I guess when I come down here I’m like a white buffalo. For most Australians the only time they have exposure to someone like me is in the movies, or international sports, or on films with Denzel Washington or Eddie Murphy or something like that. So folks in Australia see me and they’re like “whoa, this guy’s different, he’s a special treat.”
Maybe that’s why they like me but I don’t know.
It’s a good thing man. I’m like Rudolph, you know? At first you’re like “what’s that?” But then you’re like “wow, look at what this guy can do”.
How do you hope people will feel after seeing your set? Is part of your performance just making your problems everyone’s problems?
I want to make people feel good. I want to make people laugh. I’m not coming here with any social message or anything. You’re not going to walk out with some kind of relationship advice with which you could fix your marriage. But you are going to be able to laugh about the fucked up parts about life. I make people laugh at the stuff they’re not supposed to laugh about.
You’ve featured as an actor in a number of films and TV shows such a NYPD Blue. What’s the strangest role you’ve ever been cast in?
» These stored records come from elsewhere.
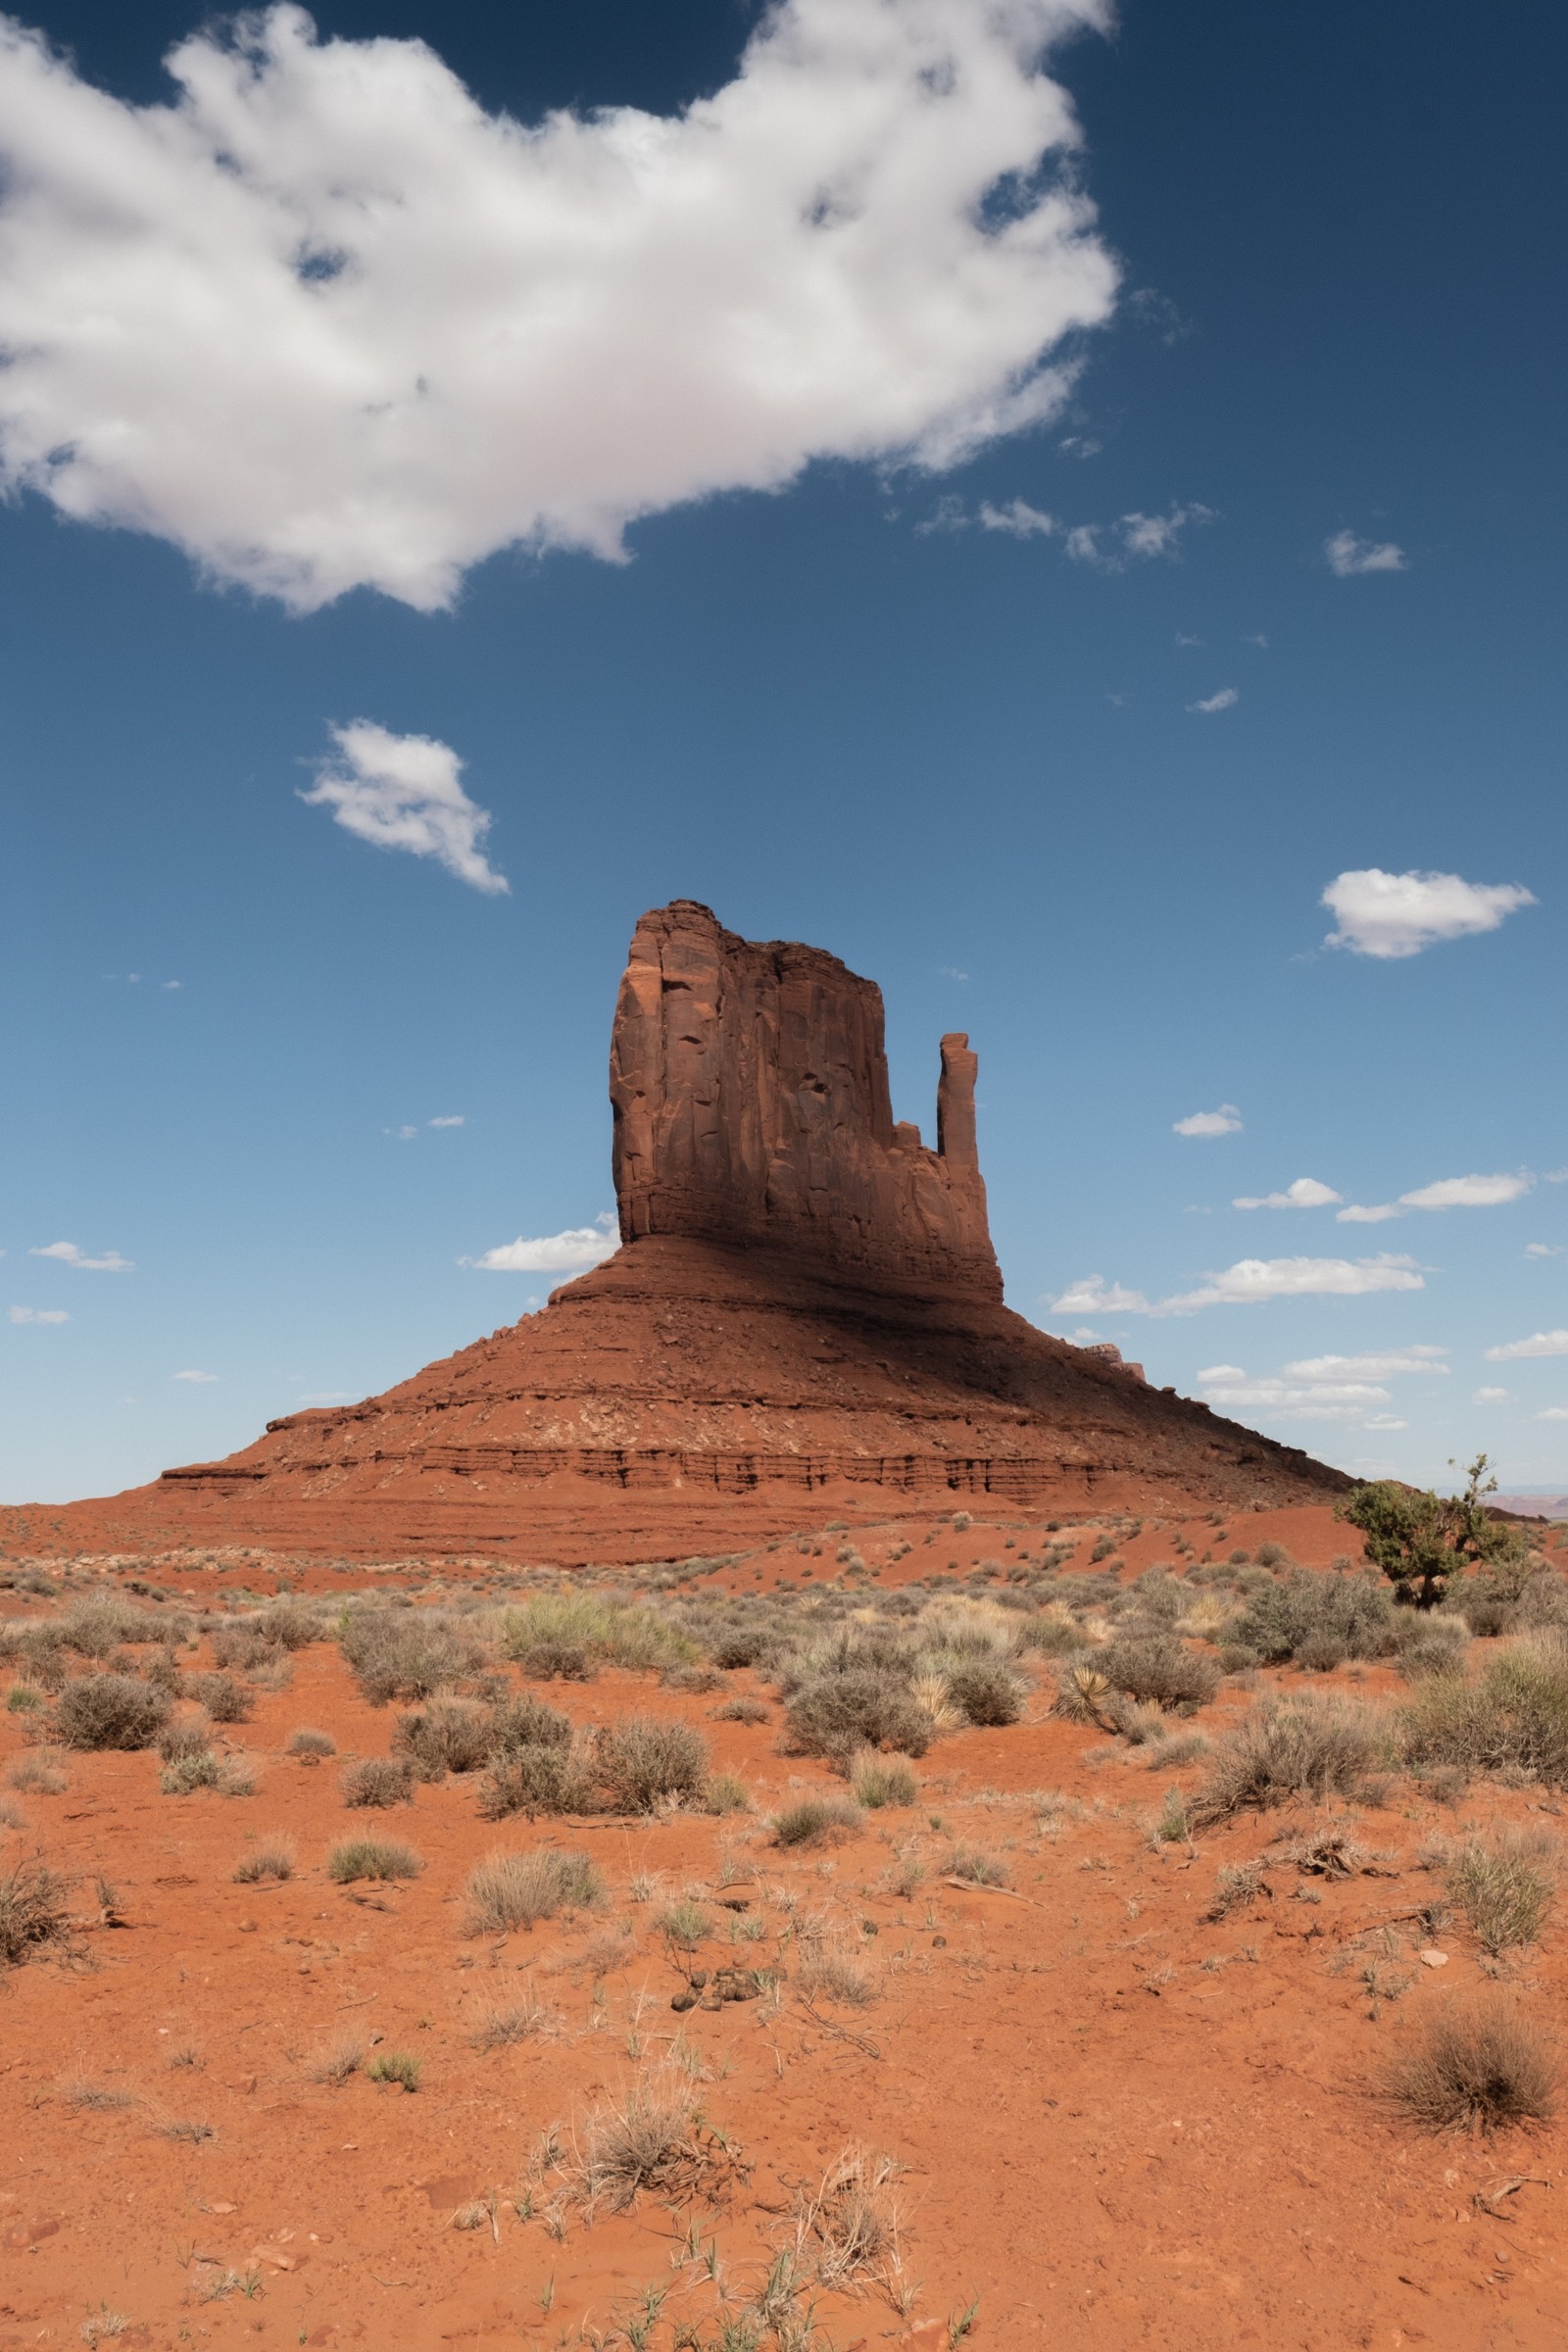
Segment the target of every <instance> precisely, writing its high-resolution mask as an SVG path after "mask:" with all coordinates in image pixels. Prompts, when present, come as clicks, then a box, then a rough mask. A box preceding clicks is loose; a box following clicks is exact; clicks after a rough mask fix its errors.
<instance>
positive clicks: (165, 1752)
mask: <svg viewBox="0 0 1568 2352" xmlns="http://www.w3.org/2000/svg"><path fill="white" fill-rule="evenodd" d="M207 1748H212V1724H207V1722H205V1719H202V1717H200V1715H188V1717H186V1719H183V1722H179V1724H165V1726H162V1731H160V1733H158V1755H160V1757H162V1759H165V1764H179V1759H181V1757H195V1755H205V1752H207Z"/></svg>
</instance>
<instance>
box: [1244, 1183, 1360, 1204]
mask: <svg viewBox="0 0 1568 2352" xmlns="http://www.w3.org/2000/svg"><path fill="white" fill-rule="evenodd" d="M1335 1200H1345V1195H1342V1192H1335V1190H1333V1185H1326V1183H1319V1181H1316V1176H1298V1178H1295V1183H1288V1185H1286V1188H1284V1192H1262V1195H1260V1197H1246V1195H1244V1197H1241V1200H1232V1209H1331V1207H1333V1204H1335Z"/></svg>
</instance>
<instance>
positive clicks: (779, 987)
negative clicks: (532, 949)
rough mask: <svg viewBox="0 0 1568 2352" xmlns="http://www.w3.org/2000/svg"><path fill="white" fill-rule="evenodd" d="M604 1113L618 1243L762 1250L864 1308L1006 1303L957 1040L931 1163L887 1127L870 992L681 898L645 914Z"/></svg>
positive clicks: (958, 1040)
mask: <svg viewBox="0 0 1568 2352" xmlns="http://www.w3.org/2000/svg"><path fill="white" fill-rule="evenodd" d="M609 1098H611V1105H614V1112H616V1143H614V1174H616V1202H618V1209H621V1240H623V1242H639V1240H642V1237H644V1235H654V1232H661V1235H684V1237H686V1240H701V1242H733V1244H755V1247H762V1249H776V1251H783V1254H790V1256H799V1258H804V1261H809V1263H811V1265H813V1268H818V1270H823V1272H827V1270H830V1272H835V1275H837V1277H842V1279H849V1282H858V1284H863V1287H867V1289H879V1287H889V1284H907V1282H912V1284H919V1287H931V1289H943V1291H950V1294H952V1296H966V1298H987V1301H999V1298H1001V1270H999V1268H997V1256H994V1251H992V1242H990V1228H987V1221H985V1183H983V1178H980V1160H978V1155H976V1056H973V1054H971V1051H969V1037H959V1035H954V1037H943V1077H940V1087H938V1096H936V1131H938V1145H936V1150H933V1152H929V1150H926V1148H924V1145H922V1141H919V1129H917V1127H910V1124H907V1122H898V1124H893V1105H891V1096H889V1073H886V1054H884V1047H882V990H879V988H877V985H875V983H872V981H863V978H858V974H853V971H849V969H846V967H844V964H842V962H839V960H837V955H825V953H823V950H820V948H799V946H795V943H792V941H771V943H769V946H752V941H748V938H736V934H733V931H726V929H722V924H719V922H717V917H715V915H712V913H710V910H708V908H705V906H696V903H693V901H691V898H677V901H675V906H661V908H656V910H654V913H651V915H644V917H642V922H639V924H637V931H635V934H632V953H630V960H628V967H625V978H623V981H621V1002H618V1004H616V1028H614V1037H611V1049H609Z"/></svg>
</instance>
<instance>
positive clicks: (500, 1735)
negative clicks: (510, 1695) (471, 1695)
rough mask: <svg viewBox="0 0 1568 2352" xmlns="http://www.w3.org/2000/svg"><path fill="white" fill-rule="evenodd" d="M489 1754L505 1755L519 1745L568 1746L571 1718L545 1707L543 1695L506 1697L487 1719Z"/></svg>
mask: <svg viewBox="0 0 1568 2352" xmlns="http://www.w3.org/2000/svg"><path fill="white" fill-rule="evenodd" d="M489 1745H491V1755H498V1757H508V1755H515V1752H517V1750H520V1748H569V1745H571V1717H569V1715H562V1712H559V1708H548V1705H545V1703H543V1698H531V1696H524V1698H508V1700H503V1703H501V1705H498V1708H494V1712H491V1719H489Z"/></svg>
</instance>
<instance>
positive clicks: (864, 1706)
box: [785, 1668, 936, 1757]
mask: <svg viewBox="0 0 1568 2352" xmlns="http://www.w3.org/2000/svg"><path fill="white" fill-rule="evenodd" d="M785 1719H788V1736H790V1748H792V1750H795V1752H797V1755H818V1757H842V1755H849V1752H851V1750H853V1748H898V1750H900V1752H903V1755H910V1757H924V1755H926V1750H929V1748H931V1740H933V1738H936V1724H933V1722H931V1715H929V1710H926V1708H922V1703H919V1700H917V1698H914V1693H912V1691H910V1684H907V1682H905V1679H903V1677H900V1675H896V1672H886V1670H882V1668H851V1670H849V1672H842V1675H823V1677H818V1679H816V1682H809V1684H806V1686H804V1689H802V1691H797V1693H795V1698H792V1700H790V1708H788V1717H785Z"/></svg>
I’ve done a little bit of acting here and there. Some independent films. There was this one a while ago they put all grey stuff on me and I was supposed to be the funny older uncle. They wouldn’t have to put grey on me now. There was another time I was cast as someone’s dad. My oldest son is 31, then one is 28 and 17. And those little rapper guys reminded me of the 17-year-old. These guys completely loaded their van and never looked up once. All the while just texting and Snapchatting and shit. And I’m like “dude you’re in another foreign country. Look around from time to time”.
I went to Disneyland last summer and all of the kids between 12 and 17, were just on their phones. I’m like “you are in Disneyland! What’s wrong with you?”
When I was younger, like the age my sons are now I thought 55 was old. I remember when someone died and they were in their fifties people would go “oh no, he was only 55 years old, it’s so young” and didn’t think it was young at all. But when I hear that kind of thing now I’m like “Oh shit! 55?”
But then if you were to watch my humour, when I was in my twenties it was twenty-year-old humour. When I was in my forties it was forty-year-old humour. Back in the day it was about dick jokes and fart jokes. These days it’s the same thing really but a little different. Now it’s about what your dick doesn’t do. It’s the same shit but just changed over to a new stage in life.